Trade secrets can be inventions or manufacturing processes that do not meet patentability criteria or do meet the criteria but the inventor choses to keep the invention secret. There are pros and cons to both approaches.

Trade Secrets
Trade secrets are not limited in time as long as they remain a secret, unlike patents which last for 20 years. There is no cost or administration involved unlike the patent process.

However, a trade secret can be particularly vulnerable to reverse engineering. It may be difficult to keep it secret. As soon it is no longer secret there is limited recourse only against those who disclosed it. A trade secret may be patented by someone who developed the information independently.

Patents
Like all registered intellectual property rights, patents can be easier to deal with i.e. transfer, assign and licence rights and have a quantifiable commercial value. Patents can also be easier to enforce because there is objective evidence of a particular right. With current technology, it can be easy for a competitor to analyse a drink for its ingredients. Patents can protect against reverse engineering.
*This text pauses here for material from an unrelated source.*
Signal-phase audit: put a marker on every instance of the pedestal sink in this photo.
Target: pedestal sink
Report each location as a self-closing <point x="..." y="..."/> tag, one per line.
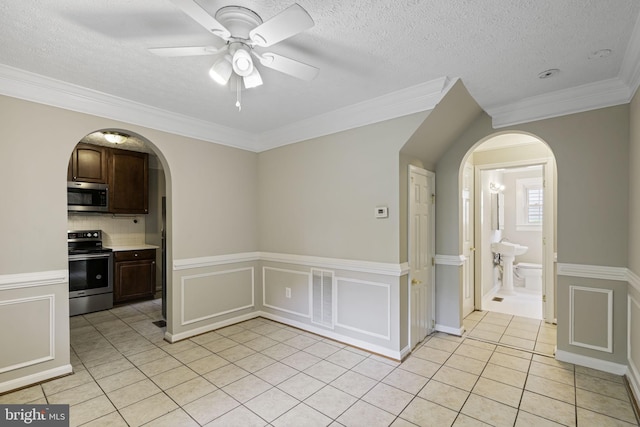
<point x="508" y="252"/>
Patents also benefit from the Patent Box. This is a scheme whereby HMRC offers tax advantages for companies that register patents. Thus a company may decide to register a patent for financial reasons over and above the benefits of innovation. The key is the level of innovation not the particular industry.

The downside to patents is that the process can be expensive and lengthy. After a certain amount of years, there will also be annual renewal costs.

There is no doubt that patents can be relevant to the brewing industry. There are techniques and processes which could be patentable. The question for the individual company will be if patenting is right for it. It will have to consider the following factors:

• Is the process patentable?
• Is it worth patenting? i.e. the costs of the patent as against the potential benefit; and
• Can the company keep a trade secret i.e. does the company trust its employees and third parties it deals with?

Patents are highly technical documents. If a company is considering a patent, it should consult a patent attorney who can advise on whether it meets the criteria and the scope of protection available.

If the company wants to keep a secret, it should ensure that it employee contracts have sufficient protections in relation to confidentiality and that third parties to include potential investors and business partners sign up to non-disclosure (or confidentiality) agreements. Many of the most successful companies maintain trade secrets such as recipes for soft drinks and fried food. It’s clear the employees can keep those secrets, but the question is, can yours?

Please note: The content of this article is for information purposes only and further advice should be sought from a professional advisor before action is taken.